Tests are also to be carried out on a third plane grounded in Moscow.

"The initial results of the forensic tests, which were confirmed late this afternoon, have shown very low traces of a radioactive substance onboard two of the three aircraft," according to a Statement on the airline's website.

"British Airways has been advised that this investigation is confined solely to these three B767 aircraft, which will remain out of service until further notice.

"British Airways understands from advice it has been given that the risk to public health is low," the statement continued.

The airline is now looking into 221 flights between the 25 November and 29 November carrying a total of 33,000 passengers.

While underlining that the risk of contagion is very low, the company has advised passengers who travelled on the affected flights to call its special helpline number (see below) and to seek medical advice locally.

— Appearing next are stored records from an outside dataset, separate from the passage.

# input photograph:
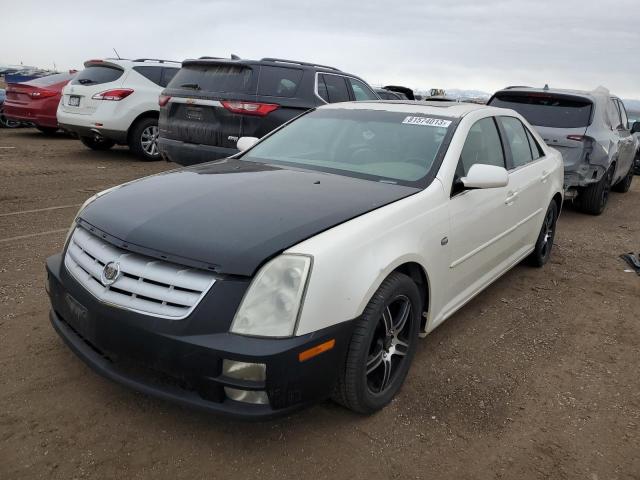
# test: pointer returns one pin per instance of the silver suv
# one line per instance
(590, 129)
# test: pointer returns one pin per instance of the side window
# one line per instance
(517, 140)
(150, 73)
(336, 88)
(623, 115)
(536, 150)
(167, 76)
(482, 146)
(279, 81)
(322, 89)
(361, 91)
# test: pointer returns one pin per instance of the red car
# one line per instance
(36, 101)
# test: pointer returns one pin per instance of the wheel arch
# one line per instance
(143, 115)
(418, 273)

Detectives at Scotland Yard have not revealed why they became interested in the three planes but it is known that they are retracing the movements of people associated with Litvinenko.

"I was sick the night after the flight. Of course I am worried that it is because of this," passenger Hugh Symes from Stockholm told Expressen.

"I had a high fever, aches, and I vomited up everything I had in my body.

"I am going to get tested today. I want to be sure that I haven't been exposed to the radioactive element," said Symes.

But according to John-Christer Lindhé from the Swedish Radiation Protection Authority, Symes has nothing to worry about.

"If somebody has already been sick it is not due to radiation; it is salmonella or something else.

"High doses lead to nausea, diarrhoea and hair loss, but I do not think that these doses are enough to even cause nausea," Lindhé told news agency TT.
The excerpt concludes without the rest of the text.